Comment obtenir la persistance via une clé de registre

La première étape consistait à télécharger un script à partir d’un serveur distant, à le charger directement en mémoire et à l’exécuter. Ce script, à son tour, volait tous les mots de passe en texte clair qui étaient mis en cache dans la mémoire du serveur web. En quelques secondes, l’attaquant avait obtenu plusieurs noms d’utilisateur et mots de passe pour tous les comptes du système. L’étape suivante consistait pour l’attaquant à obtenir la persistance sur le serveur. Pour ce faire, il a utilisé une technique appelée Sticky Keys, qui ne nécessite aucun logiciel malveillant. En modifiant une seule ligne du registre Windows, ce qui peut être fait facilement à l’aide d’une commande PowerShell ou WMI, l’attaquant a utilisé la clé du registre pour afficher le processus du clavier de Windows à l’écran en mode de débogage.

En mode de débogage, le clavier à l’écran permet à toute personne ayant un accès à distance d’ouvrir une ligne de commande avec des privilèges système, sans avoir à se connecter, donc sans générer un événement de connexion. Une fois cette clé de registre définie, l’attaquant peut revenir à tout moment en ouvrant simplement une connexion Remote Desktop au serveur web. De plus, l’accès au système sans générer d’événement de connexion dans l’historique, rend les actions de l’attaquant presque indétectables.

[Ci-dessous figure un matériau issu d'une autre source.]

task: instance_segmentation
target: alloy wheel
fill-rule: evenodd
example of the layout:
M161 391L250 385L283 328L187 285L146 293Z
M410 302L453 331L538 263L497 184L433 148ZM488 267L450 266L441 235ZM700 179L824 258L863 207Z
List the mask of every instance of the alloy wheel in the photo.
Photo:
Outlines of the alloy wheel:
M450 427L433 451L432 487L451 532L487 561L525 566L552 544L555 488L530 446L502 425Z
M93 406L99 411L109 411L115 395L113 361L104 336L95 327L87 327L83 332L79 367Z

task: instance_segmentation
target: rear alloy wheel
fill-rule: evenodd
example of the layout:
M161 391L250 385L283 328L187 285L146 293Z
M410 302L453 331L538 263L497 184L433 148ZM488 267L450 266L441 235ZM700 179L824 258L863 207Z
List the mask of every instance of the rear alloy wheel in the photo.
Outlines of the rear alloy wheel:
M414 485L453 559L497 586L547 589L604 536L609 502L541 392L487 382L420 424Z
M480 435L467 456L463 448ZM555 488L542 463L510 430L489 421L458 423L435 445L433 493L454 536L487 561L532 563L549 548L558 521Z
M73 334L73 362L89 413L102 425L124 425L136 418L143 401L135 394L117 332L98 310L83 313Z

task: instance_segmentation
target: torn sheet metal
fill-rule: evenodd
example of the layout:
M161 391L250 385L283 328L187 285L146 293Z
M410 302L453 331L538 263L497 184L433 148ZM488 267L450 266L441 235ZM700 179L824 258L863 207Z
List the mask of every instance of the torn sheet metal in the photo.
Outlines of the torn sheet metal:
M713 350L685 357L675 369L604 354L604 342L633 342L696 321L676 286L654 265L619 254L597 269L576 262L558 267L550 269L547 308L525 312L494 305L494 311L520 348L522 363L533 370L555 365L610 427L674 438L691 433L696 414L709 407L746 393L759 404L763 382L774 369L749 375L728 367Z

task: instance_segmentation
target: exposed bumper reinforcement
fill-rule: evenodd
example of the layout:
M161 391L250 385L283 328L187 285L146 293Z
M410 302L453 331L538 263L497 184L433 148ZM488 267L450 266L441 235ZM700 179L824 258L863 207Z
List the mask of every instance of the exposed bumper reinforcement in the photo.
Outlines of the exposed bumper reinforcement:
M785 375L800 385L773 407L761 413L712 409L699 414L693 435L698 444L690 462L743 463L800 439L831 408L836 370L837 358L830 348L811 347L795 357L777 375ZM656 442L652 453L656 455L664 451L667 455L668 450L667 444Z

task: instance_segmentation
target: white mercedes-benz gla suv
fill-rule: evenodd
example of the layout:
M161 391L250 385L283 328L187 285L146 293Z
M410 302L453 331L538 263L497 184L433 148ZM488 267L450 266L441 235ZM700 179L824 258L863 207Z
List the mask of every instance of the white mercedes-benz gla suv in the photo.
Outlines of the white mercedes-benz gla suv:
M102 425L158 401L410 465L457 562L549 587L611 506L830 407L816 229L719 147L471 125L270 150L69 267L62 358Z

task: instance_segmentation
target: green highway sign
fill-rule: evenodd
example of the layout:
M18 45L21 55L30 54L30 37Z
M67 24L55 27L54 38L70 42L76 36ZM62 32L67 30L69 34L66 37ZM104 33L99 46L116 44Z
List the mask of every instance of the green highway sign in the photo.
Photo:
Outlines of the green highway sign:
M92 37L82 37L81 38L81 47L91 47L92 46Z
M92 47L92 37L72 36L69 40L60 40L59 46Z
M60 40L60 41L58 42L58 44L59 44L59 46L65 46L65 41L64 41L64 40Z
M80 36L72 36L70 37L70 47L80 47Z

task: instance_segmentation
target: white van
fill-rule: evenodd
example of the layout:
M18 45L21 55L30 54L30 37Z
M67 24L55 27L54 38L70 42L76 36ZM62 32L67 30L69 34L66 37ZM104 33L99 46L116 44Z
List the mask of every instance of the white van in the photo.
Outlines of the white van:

« La combinaison d’une grande efficacité et de la facilité de création, rendue possible par l’existence de kits d’exploitation, est susceptible d’accroître la prévalence des techniques de piratage sans fichier à l’avenir, conclut CrowdStrike. Malheureusement, étant donné l’incapacité des antivirus traditionnels à prévenir les attaques sans fichier, les pirates criminels sont de plus en plus susceptibles de se concentrer sur ces techniques furtives. C’est pourquoi les professionnels de la sécurité doivent tenir compte de l’existence de logiciels malveillants et d’attaques sans fichiers dans leurs stratégies de sécurité ».